Un brésilien en apesanteur

Kiko Loureiro est le genre de musicos qu’on aimerait avoir comme grand frère. D’un naturel amical, il met à l’aise et donne l’impression de respirer la zénitude absolue. Lors d’une interview, tissant par la magie du téléphone un lien entre la contrée de la bourée et celle de la salsa, le guitariste faisait l’effort de parler français, quitte à y passer le temps pour bien se faire comprendre. Au Brésil, son pays natal, le guitariste connaît un vif succès avec le groupe de metal Angra. Avec son premier album solo, No Gravity, le virtuose prend du recul et propose une galette aux différents styles (rock instrumental, metal, bossa). Avec à l’intérieur de vraies perles pour tous les amateurs de guitare instrumentale, même allergiques à la disto. Car d’un titre à l’autre on passe facilement du gros riff furibard à la belle ballade printanière, avec une influence subtile des percussions et de la musique brésilienne. Le résultat ? Une petite merveille.
Par Didier CASTELNAU



No Gravity est ton premier album solo, et je l’ai écouté pas mal de fois. Plusieurs titres m’ont emballé ! Le premier « Enfermo » démarre fort, très rapide avec des tensions, de la disto et pas mal de fougue. Peut-être trop. Nul doute qu’il plaira aux amateurs de heavy. Mais au début, j’ai trouvé ça presque dommage. Car quand on écoute l’album entier, d’autres morceaux acoustiques ou mélodieux font de toi un guitariste qui peut plaire à un large public, pas seulement rock !

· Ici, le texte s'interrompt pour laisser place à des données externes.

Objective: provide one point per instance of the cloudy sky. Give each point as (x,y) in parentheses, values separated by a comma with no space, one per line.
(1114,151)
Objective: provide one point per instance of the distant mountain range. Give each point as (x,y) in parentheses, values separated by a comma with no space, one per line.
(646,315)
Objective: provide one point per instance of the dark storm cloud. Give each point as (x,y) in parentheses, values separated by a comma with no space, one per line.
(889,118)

Kiko Loureiro, avec un accent brésilien inimitable : Cet avis m’intéresse car c’est difficile pour moi de savoir comment l’album est perçu. J’aime beaucoup la musique instrumentale, et des guitaristes comme Steve Vai ou Joe Satriani, Stanley Jordan. J’adore aussi la musique brésilienne. Pour un premier album, c’était difficile de trouver un chemin et un son. Le public me connaît comme un guitariste de heavy-metal et pas comme un guitariste au sens large, enfin je crois. J’aime le heavy, l’album comporte quatre chansons assez fortes. Mais les autres compositions sont plus proches de la guitare rock des années 80, et deux titres acoustiques ont un caractère très brésilien. En fait, tous mes morceaux ont quelque chose de latin. Même s’il y a de la distorsion, j’ai toujours la musique brésilienne naturellement en moi, et ça se sent au niveau rythmique.

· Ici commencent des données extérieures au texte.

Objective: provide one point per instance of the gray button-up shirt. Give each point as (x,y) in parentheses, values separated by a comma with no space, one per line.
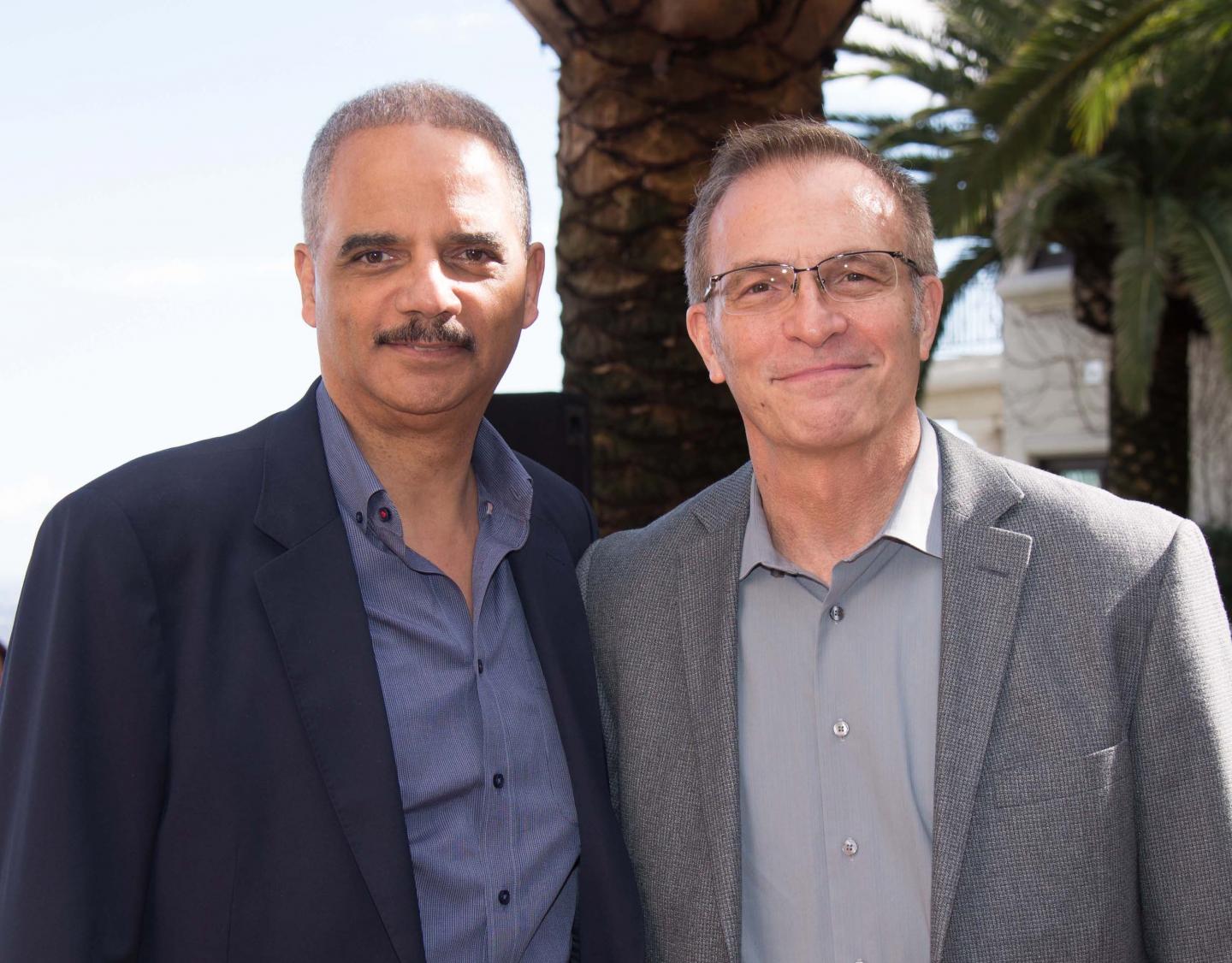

Les titres sont très travaillés et couvrent différentes techniques, différents tempos. Tu as voulu prouver au monde que tu pouvais être l’égal d’un Satriani ?

Non, c’est juste l’envie de faire un album de guitare. Quand j’étais adolescent, j’écoutais souvent des albums instrumentaux. C’était un rêve pour moi de faire pareil un jour. Avec Angra, ce n’était pas possible et les tournées, les nombreux concerts ne m’en laissaient pas le temps. J’ai gardé beaucoup d’idées qui n’ont pas pu être exploitées lors de la composition de Temple of shadows, le dernier album d’Angra (sorti en novembre 2004, ndr). J’ai alors contacté Mike Terrana pour jouer les pistes de batterie.

Pourquoi lui ?

Il sait jouer dans de nombreux styles différents, rock, jazz, latin…Il a un jeu puissant et est très professionnel. Il m’a demandé «Tu as combien de jours pour enregistrer en studio ?». J’ai répondu deux. Il a tout joué en une journée, et ajouté quelques mesures qui manquaient le lendemain. J’ai juste eu à lui expliquer ce que je voulais, il sait jouer en peu de temps car il écrit très vite la musique.

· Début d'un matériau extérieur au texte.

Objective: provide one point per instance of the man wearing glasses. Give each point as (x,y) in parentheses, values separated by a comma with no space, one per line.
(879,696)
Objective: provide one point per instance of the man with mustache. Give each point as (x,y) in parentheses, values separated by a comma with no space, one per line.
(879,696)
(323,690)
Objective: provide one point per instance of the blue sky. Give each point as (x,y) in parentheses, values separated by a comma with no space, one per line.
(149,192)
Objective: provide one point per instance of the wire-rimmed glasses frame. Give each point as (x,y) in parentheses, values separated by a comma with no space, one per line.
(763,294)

Impressionnant…Vous vous étiez quand même vu auparavant non ?

Oui. On s’est rencontré au moment de la Frankfurt Messe. Mike habite à Hambourg et pendant trois jours, je suis resté là-bas pour lui faire écouter mes idées de morceaux. J’ai tout organisé à ce moment là : nous avons enregistré la batterie puis les autres instruments en Allemagne au studio House of Audio, et j’ai composé et enregistré tout l’album dans la foulée, en 23 jours. C’était un pari un peu fou, car je n’avais pas eu le temps de travailler quoi que ce soit avant, j’étais à fond sur les projets d’Angra. Le groupe est très connu au Brésil, nous passons à la radio, avec des concerts dans les grands festivals pop ou rock. Alors dans No Gravity, beaucoup de parties et de solos ont été écrits ou improvisés dans l’urgence, juste au moment de l’enregistrement. C’est le cas pour «Beautiful langage», un titre acoustique de guitare brésilienne créé sur le moment au studio. J’ai l’habitude de composer dans l’instant.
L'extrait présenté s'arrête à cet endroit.